Le Wakashio disloqué en deux

Le MV Wakashio, échoué au large de Pointe D’Esny, s’est quasiment disloqué en deux ce samedi 15 août. Quelles en seront les retombées ? On a fait le point avec deux biologistes, Sarojini Seeneevassen et le Dr. Rajiv Bheeroo.

Cela fait plus de 21 jours que le navire MV Wakashio s’est encastré sur nos récifs. La coque du Wakashio commencait à se fissurer depuis quelques temps. C’est maintenant chose faite : hier après-midi, le navire s’est quasiment disloqué en deux.
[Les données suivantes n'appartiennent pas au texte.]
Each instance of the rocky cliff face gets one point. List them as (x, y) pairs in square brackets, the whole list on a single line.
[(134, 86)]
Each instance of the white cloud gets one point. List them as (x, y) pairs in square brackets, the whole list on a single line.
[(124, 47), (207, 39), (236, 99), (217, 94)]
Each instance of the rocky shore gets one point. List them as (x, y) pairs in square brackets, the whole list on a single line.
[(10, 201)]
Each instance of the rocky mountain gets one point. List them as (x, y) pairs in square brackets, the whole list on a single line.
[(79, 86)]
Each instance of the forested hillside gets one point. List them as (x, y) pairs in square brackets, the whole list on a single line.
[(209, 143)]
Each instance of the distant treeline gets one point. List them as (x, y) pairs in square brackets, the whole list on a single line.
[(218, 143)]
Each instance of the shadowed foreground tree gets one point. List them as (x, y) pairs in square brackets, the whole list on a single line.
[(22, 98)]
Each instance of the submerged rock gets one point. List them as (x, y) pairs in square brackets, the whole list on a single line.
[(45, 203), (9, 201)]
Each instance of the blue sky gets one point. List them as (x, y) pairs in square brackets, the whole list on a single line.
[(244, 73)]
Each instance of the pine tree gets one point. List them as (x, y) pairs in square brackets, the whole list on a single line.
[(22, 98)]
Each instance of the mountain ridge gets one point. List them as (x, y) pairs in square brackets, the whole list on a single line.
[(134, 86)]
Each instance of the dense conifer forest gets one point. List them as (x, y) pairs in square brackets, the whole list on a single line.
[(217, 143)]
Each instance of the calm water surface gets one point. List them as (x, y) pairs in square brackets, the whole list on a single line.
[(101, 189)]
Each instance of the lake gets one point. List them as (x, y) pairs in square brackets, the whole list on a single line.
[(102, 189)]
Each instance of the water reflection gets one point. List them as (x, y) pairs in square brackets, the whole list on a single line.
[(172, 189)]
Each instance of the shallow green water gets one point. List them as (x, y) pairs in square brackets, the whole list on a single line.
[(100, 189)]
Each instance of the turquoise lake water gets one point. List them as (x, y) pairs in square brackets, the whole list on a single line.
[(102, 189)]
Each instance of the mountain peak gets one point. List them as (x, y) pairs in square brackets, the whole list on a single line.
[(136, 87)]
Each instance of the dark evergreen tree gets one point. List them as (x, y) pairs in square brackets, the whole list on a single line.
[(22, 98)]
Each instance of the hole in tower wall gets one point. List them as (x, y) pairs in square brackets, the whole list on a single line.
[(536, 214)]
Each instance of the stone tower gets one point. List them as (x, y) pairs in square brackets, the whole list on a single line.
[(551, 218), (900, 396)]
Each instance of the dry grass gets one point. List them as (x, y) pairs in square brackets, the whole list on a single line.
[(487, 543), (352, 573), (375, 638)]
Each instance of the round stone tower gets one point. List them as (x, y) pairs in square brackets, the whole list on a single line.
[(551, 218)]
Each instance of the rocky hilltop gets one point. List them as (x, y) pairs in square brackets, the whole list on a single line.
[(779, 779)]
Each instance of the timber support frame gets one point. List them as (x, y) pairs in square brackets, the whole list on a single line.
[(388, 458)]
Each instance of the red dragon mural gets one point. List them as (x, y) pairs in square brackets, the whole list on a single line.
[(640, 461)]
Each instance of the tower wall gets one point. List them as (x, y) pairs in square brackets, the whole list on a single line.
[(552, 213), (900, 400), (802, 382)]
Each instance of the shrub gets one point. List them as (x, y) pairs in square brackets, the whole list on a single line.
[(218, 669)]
Or, avec de nouvelles fissures, les vents et les vagues qui deviennent de plus en plus fort et qui donnent des coups violents à la structure branlante du navire, il est à craindre de nouvelles dislocations.

Il y a une quantité résiduelle de mazout dans les réservoirs du navire, malgré l’exercice de pompage. Des ‘booms’ avaient été mis dans le lagon tout autour du bateau pour bloquer d’éventuels ‘oil sludges’. Mais sur les conseils des experts, la production de booms artisanaux aurait été stoppée pour le moment.

L’écoulement du fioul continuera-t-il ?

Le maximum de carburant a été retiré des soutes du navire, nous explique le Dr. Rajiv Bheeroo. Le risque de marée noire majeure est donc moindre. Cependant, les moteurs et les pièces de moteur connexes contiennent encore de l’huile lourde, qui continuera à s’écouler hors du navire.

Selon les conditions des vagues sur le site, le déversement de l’hydrocarbure residuel s’écoulera en pleine mer ou pénétrera dans la lagune.

Un impact écologique majeur

Selon Rajiv Bheeroo, un impact écologique majeur a déjà été observé dans la lagune au nord de Pointe d’Esny. Les principales régions touchées se situent au nord des plages de sable de Pointe d’Esny, affectant principalement les régions côtières, tels que Mahébourg, Rivière-des-Créoles, Ferney, et Bois-des-Amourettes.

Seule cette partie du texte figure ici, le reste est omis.